Excerpts of the interview:

Okamoto: 60% of Japan’s agriculture is in a similar situation with Yabu City (in which it is difficult to conduct large-scale agricultural management). And, Mayor Hirose of Yabu City is announcing that he will abolish regulations with regard to agriculture with his own initiative. No such courageous mayor can be found throughout the country.

Mitsuta: (Mayor Hirose) may change the history.

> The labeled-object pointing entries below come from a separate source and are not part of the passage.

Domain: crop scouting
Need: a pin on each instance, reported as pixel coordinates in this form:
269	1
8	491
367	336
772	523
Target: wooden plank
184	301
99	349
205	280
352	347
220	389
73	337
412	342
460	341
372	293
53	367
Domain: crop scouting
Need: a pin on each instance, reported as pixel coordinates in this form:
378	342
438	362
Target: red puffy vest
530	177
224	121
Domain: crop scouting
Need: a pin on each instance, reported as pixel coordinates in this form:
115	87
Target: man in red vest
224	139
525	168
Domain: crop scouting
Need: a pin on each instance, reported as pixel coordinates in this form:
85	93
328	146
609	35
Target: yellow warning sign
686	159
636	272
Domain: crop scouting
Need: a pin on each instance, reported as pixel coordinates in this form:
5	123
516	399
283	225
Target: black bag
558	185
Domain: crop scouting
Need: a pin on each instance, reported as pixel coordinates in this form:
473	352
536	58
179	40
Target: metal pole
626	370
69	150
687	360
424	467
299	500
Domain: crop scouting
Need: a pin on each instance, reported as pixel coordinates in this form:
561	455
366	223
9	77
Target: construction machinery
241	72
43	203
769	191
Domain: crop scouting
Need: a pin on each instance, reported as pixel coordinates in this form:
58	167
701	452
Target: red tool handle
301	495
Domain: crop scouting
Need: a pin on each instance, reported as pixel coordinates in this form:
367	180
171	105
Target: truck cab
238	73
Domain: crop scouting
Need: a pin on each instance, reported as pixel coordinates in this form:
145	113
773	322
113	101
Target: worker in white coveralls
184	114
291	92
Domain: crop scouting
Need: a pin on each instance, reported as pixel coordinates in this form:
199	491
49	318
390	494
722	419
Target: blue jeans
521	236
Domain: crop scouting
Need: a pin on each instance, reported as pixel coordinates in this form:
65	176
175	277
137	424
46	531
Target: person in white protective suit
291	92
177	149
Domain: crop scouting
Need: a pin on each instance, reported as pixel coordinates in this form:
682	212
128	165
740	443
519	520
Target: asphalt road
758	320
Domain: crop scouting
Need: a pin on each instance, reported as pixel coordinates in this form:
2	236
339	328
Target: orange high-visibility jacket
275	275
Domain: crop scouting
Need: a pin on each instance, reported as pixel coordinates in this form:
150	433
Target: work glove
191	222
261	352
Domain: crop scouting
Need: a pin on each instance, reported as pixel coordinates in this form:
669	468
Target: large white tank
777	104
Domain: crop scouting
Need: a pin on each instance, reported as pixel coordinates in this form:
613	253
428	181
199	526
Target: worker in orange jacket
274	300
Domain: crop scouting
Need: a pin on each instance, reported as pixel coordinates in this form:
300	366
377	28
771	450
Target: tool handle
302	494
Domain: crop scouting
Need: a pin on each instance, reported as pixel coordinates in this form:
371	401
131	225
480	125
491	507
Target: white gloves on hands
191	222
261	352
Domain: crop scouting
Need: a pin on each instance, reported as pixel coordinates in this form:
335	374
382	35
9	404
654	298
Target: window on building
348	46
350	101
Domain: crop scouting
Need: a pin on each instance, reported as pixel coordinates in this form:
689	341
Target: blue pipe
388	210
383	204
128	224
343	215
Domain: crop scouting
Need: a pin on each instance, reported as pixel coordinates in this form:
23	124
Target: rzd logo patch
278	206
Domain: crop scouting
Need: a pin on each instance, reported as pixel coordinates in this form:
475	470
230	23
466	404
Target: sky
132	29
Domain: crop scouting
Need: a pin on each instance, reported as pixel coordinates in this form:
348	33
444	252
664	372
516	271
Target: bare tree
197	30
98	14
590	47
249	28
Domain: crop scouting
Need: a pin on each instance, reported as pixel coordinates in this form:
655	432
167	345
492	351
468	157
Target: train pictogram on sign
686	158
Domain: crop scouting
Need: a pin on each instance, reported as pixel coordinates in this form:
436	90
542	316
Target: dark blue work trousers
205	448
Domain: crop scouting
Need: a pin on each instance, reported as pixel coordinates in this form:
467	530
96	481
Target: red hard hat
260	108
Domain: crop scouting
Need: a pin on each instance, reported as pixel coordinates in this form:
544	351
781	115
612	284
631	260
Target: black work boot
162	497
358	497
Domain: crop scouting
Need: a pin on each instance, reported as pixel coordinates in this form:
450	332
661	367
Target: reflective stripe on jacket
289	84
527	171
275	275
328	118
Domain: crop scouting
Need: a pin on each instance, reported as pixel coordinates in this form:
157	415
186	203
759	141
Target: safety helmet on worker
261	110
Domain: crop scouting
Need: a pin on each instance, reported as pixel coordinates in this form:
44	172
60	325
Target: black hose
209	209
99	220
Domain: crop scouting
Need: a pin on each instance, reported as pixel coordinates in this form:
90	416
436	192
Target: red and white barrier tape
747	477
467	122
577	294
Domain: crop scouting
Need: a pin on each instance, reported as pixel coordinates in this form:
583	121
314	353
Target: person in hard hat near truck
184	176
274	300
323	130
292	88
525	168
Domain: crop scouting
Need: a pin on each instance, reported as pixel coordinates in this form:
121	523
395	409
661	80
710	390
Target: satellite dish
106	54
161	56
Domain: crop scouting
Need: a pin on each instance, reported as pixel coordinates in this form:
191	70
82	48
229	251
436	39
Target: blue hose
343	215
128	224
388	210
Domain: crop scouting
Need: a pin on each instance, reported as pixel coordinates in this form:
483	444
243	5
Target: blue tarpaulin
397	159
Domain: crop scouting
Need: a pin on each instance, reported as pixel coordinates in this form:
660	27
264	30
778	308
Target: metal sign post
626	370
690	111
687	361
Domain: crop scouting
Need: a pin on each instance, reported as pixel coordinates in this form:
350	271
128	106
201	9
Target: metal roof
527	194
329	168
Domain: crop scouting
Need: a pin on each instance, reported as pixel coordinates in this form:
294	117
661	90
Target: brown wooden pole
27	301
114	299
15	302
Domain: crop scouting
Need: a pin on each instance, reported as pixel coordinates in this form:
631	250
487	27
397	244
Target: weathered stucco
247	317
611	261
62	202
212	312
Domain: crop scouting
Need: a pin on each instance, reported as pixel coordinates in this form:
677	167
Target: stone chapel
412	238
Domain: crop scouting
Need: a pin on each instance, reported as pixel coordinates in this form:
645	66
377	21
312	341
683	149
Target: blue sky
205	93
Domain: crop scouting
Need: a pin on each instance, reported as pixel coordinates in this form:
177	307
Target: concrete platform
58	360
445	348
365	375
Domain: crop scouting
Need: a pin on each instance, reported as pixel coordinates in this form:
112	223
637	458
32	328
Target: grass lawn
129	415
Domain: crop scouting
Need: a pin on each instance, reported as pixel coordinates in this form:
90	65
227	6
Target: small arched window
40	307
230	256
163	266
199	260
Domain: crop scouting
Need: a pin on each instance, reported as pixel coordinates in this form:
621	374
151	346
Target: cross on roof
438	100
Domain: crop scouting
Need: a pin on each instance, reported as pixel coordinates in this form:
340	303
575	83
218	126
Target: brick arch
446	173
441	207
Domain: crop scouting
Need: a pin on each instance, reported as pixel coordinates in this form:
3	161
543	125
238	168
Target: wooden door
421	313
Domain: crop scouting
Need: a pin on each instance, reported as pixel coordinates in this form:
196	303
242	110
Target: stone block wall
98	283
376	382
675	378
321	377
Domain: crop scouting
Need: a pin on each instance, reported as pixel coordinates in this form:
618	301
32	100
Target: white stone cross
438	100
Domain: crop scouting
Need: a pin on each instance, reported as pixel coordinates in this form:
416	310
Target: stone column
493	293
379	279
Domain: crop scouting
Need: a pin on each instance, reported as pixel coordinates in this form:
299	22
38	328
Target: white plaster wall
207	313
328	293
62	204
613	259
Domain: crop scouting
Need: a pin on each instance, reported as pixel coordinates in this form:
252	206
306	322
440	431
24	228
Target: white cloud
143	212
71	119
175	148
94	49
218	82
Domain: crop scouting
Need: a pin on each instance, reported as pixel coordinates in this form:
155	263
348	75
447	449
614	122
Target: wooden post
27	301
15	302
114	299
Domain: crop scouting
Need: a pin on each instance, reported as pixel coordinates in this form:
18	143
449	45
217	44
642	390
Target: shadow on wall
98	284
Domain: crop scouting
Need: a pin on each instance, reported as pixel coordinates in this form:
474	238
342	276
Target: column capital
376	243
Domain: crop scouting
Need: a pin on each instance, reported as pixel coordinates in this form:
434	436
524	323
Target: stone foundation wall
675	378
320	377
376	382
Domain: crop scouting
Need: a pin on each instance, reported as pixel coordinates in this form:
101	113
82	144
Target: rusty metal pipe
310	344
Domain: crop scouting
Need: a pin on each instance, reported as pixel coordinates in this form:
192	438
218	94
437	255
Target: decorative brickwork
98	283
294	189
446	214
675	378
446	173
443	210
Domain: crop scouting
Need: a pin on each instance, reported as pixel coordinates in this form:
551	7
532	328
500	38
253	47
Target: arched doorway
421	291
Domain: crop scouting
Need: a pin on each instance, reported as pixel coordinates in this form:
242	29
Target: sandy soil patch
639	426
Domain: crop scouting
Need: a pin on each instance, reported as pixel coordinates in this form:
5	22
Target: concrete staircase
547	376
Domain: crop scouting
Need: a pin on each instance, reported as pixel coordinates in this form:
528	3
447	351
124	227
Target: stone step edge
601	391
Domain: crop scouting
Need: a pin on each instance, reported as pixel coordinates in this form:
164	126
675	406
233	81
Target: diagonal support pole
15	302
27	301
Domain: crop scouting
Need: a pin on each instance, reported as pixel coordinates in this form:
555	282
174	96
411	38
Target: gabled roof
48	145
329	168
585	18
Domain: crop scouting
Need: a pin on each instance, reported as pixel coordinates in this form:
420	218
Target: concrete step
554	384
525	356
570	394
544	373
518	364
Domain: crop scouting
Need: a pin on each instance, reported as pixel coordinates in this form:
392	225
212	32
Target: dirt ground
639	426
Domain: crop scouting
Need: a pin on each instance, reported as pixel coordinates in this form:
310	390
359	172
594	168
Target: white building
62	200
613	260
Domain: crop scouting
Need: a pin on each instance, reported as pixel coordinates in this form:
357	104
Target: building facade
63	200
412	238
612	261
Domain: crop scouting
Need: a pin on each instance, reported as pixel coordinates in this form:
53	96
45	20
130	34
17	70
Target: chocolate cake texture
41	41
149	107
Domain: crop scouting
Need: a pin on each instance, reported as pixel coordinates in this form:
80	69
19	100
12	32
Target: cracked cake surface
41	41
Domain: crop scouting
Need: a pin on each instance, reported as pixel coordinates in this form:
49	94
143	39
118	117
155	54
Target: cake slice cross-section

Okamoto: it is difficult to initiate such a proposition as there are pressures from everywhere. The officials of my hometown have deaf ears on such proposals, too. That’s why I will give my every effort to Yabu City. If it passes the selection it will make a good model case that can be applied everywhere in this country. The current state is that we cannot even make a start because of the regulations.


Okamoto: The officials of my hometown are no more than that. But the Mayor of Yabu City made a big decision. This is really it (shaking hands)! I finally met a mayor with whom I could share my view!


Okamoto: If it doesn’t pass (selection of the National Strategic Special Zones) and the government states it will only be applied in low-cost, large-scale agricultural areas, let me speak frankly, I will give up on this country!
I would like to protect Japan. I would like to develop this country. Although I have repeatedly spoken as slogan that potatoes made by nameless grandmothers will make dollars, there will be no hope or dream of this country’s agricultural policy if the idea is to be applied to imaginary, large-scale agriculture alone. It will inevitably meet with failure, fin... Let me speak once again, small-sized municipalities like Yabu City do deserve being qualified (as National Strategic Special Zones)!

Mayor Hirose: What the government is standing for is people living in the areas and legislative frameworks should be meant to let people have prosperous lives and to stimulate economic vitalization. It is all peculiar that the government designs uniform frameworks and say “you cannot do it”. All we are saying is please let us give operation of the legal framework in the best suitable way for Yabu City. And if the central government says no to such a proposition, we cannot stop worrying about future of the country’s agriculture. What will happen to local areas and the whole country? I feel depressed when I think of such possibilities.